The report also stated that other armed groups, including some supported by Rwanda, engaged in forced recruitment and the use of child soldiers in eastern Congo, but over the years, neither Congo nor Rwanda took action against the crimes.
“In May 2026, Human Rights Watch conducted phone interviews and visited Makala prison in Kinshasa, the capital, where scores of civilians forcibly recruited by the M23 and later surrendered to Congolese forces are detained. Thirty-four detainees, including fourteen children, said Congolese military intelligence held and interrogated them for several days to a month after they surrendered before transferring them to Makala. On June 9, Human Rights Watch wrote to Congo’s justice and defense ministers seeking information about the legal basis for their detention and other issues,” it added.
The HRW therefore urged Rwanda’s international partners, including the United Nations, the African Union, the European Union and their member states, as well as the United States, to publicly address the abuse and impunity in eastern Congo and review military assistance and cooperation programs with Rwanda to ensure they were not fueling further serious violations.

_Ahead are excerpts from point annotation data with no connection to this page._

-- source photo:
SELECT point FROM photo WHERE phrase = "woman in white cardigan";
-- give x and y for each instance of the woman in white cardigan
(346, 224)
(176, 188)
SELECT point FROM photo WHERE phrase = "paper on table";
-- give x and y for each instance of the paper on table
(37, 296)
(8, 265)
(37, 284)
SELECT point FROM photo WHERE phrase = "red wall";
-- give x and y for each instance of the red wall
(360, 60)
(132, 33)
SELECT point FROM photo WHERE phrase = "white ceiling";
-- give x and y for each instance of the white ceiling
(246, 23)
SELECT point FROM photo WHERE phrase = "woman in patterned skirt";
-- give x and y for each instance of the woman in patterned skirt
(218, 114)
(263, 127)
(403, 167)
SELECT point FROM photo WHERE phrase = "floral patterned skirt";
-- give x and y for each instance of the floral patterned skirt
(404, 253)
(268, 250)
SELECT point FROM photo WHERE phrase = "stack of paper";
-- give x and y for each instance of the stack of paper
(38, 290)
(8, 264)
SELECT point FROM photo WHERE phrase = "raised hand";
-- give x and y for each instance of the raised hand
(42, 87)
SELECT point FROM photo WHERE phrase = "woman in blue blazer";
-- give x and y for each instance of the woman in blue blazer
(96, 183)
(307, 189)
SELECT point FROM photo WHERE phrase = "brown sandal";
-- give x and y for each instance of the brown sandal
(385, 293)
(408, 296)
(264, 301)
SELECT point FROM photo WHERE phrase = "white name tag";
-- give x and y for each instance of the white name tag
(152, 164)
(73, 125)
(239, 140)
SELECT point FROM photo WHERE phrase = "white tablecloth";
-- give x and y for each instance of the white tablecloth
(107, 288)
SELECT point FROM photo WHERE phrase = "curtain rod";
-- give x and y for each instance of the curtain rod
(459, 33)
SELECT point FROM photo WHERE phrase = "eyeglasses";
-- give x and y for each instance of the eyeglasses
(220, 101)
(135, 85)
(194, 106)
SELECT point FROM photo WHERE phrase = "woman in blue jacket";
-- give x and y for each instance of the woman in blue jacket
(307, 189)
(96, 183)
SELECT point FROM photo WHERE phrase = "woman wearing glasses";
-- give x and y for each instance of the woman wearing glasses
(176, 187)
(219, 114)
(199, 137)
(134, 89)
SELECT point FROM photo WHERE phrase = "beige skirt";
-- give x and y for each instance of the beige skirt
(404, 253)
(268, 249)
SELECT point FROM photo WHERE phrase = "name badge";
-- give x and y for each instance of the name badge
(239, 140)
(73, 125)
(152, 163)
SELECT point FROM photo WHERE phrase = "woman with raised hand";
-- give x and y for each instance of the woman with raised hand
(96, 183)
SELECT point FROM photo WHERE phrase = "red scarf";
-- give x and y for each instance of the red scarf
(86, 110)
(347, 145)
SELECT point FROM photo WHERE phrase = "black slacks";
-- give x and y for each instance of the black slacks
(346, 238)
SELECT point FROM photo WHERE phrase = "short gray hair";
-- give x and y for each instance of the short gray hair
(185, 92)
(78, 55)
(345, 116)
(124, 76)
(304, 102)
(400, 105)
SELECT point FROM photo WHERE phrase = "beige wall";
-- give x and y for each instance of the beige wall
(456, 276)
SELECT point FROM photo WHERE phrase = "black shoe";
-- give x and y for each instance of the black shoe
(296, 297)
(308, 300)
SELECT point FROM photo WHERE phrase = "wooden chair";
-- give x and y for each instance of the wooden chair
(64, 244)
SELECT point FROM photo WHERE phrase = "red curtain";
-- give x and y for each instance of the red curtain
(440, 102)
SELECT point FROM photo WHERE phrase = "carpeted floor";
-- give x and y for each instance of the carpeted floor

The group urged them to impose further targeted sanctions against M23, Rwandan commanders and officials responsible for abuses, while advising DR Congo’s judicial authorities to seek to preserve evidence of crimes committed in Rumangabo and Tshanzu as well as bring appropriate prosecutions.
It also appealed to the Office of the Prosecutor of the International Criminal Court (ICC) to investigate the alleged war crimes and crimes against humanity committed by Rwandan and M23 forces in the context of forced recruitment campaigns and the detention of recruits in their training camps.
“Concerned governments need to show that the atrocities being committed by Rwanda and the M23 in their training camps require urgent action to stop them and show no one is beyond the reach of justice,” the senior Great Lakes researcher noted.